The Women We Become After Children:
"We change shape, we buy low-heeled shoes, we cut off our long hair. We begin to carry in our bags half-eaten rusks, a small tractor, a shred of beloved fabric, a plastic doll. We lose muscle tone, sleep, reason, perspective. Our hearts begin to live outside our bodies. They breathe, they eat, they crawl and-look!-they walk, they begin to speak to us. We learn that we must sometimes walk an inch at a time, to stop and examine every stick, every stone, every squashed tin along the way. We get used to not getting where we are going. We learn to darn, perhaps to cook, to patch the knees of dungarees. We get used to living with a love that suffuses us, suffocates us, blinds us, controls us. We live. We contemplate our bodies, our stretched skin, those threads of silver around our brows, our strangely enlarged feet. We look less in the mirror. We put our dry-clean-only clothes to the back of the wardrobe. Eventually, we throw them away. We school ourselves to stop saying ____ and _____ and learn to say 'my goodness' and 'heavens above.' We give up smoking, we colour our hair, we search the vistas of parks, swimming pools, libraries, cafes, for others of our kind. We know each other by our pushchairs, our sleepless gazes, the beakers we carry. We learn how to cool a fever, ease a cough, the four indicators of meningitis, that one must sometimes push a swing for two hours. We buy biscuit cutters, washable paints, aprons, plastic bowls. We no longer tolerate delayed buses, fighting in the street, smoking in restaurants, inconsistency, laziness, being cold. We contemplate younger women as they pass us in the street, with their cigarettes, their makeup, their tight-seamed dresses, their tiny handbags, their smooth, washed hair, and we turn away, we put down our heads, we keep pushing the pram up the hill." by Maggie O'Farrell
The section feels a little "poor me" and that's not the part I relate to (most of the time..ha). I am honored to be the primary caretaker for my children. Even though their needs are endless, I thoroughly enjoy being their mommy!! I adore them.
Aug 4, 2010
Subscribe to:
Post Comments (Atom)
4 comments:
That excerpt is totally true. Today while travelling on the train, family in tow, I was struck by the wonder of the changes that take place throughout our lives. I relate to the flat shoes and no longer wearing clothes that need dry cleaning. Motherhood certainly changes us, there is no denying that. I, like you, love been a Mum, take pleasure in watching my children experience the world. There is nothing that compares.
Great post.
xxx
I love love loved this post. And I really love all the changes. Yay for moms!
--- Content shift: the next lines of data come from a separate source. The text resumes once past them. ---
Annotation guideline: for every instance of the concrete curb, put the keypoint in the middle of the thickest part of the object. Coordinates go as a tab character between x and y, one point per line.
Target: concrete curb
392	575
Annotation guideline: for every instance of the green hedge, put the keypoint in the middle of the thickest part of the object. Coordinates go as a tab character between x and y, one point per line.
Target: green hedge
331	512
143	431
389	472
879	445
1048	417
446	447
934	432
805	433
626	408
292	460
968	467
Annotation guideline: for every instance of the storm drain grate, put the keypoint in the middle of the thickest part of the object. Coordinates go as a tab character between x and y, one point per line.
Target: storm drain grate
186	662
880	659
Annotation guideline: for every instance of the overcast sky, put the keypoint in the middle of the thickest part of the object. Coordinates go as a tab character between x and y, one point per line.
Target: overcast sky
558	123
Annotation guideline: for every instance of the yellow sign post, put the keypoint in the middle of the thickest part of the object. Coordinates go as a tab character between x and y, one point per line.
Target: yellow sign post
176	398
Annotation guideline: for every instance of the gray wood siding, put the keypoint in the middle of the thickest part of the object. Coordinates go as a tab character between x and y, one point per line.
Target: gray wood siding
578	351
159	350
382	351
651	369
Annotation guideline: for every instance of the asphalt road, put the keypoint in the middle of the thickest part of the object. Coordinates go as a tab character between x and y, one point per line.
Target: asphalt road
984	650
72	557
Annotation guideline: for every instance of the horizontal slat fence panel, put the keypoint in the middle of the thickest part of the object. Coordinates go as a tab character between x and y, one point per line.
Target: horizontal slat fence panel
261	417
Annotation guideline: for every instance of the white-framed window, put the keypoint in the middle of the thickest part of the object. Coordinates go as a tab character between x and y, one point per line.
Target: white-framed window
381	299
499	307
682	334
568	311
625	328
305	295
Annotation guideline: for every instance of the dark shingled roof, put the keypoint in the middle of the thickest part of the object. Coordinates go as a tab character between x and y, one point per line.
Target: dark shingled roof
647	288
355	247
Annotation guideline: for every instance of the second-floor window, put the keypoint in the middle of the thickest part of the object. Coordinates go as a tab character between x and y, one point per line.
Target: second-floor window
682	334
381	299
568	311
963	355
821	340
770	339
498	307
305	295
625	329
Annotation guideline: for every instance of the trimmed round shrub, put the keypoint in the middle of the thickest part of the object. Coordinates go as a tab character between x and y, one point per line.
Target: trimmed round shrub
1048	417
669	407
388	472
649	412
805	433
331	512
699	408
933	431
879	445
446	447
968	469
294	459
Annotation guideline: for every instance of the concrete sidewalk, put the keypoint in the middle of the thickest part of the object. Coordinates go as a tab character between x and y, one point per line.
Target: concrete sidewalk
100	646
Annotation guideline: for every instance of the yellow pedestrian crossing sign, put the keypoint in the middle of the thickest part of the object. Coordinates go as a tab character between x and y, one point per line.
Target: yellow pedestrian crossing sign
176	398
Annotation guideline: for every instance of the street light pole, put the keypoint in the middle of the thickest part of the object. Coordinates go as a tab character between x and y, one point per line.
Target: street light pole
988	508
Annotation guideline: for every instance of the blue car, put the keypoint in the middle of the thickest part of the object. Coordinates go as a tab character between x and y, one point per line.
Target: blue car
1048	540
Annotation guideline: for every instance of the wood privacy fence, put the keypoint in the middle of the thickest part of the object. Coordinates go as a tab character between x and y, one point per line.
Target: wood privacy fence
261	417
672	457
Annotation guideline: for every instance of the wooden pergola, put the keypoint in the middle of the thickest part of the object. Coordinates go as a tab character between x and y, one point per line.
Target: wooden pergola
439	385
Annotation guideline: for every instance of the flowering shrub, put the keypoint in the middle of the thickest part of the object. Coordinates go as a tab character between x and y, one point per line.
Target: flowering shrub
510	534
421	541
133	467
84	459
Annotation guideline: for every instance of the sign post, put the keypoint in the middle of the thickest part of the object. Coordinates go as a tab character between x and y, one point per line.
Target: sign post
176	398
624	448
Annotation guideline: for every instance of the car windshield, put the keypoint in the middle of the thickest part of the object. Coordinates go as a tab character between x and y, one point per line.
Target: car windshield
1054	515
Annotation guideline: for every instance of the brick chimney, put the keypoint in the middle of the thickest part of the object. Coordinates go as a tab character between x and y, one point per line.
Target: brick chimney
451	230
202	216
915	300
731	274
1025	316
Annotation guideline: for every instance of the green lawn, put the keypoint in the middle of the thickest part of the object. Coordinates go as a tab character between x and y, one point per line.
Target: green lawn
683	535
Mindy, thank you for sharing that excerpt. I didn't read it as "feel sorry for mom" but rather the transformation that happens from caring for self, caring for womb and then child. I'm going to print it out and read it again.
I loved this post too! And can so identify with the transformation of motherhood. I too wouldn't give it up for the world as my greatest joy and accomplishment are my children.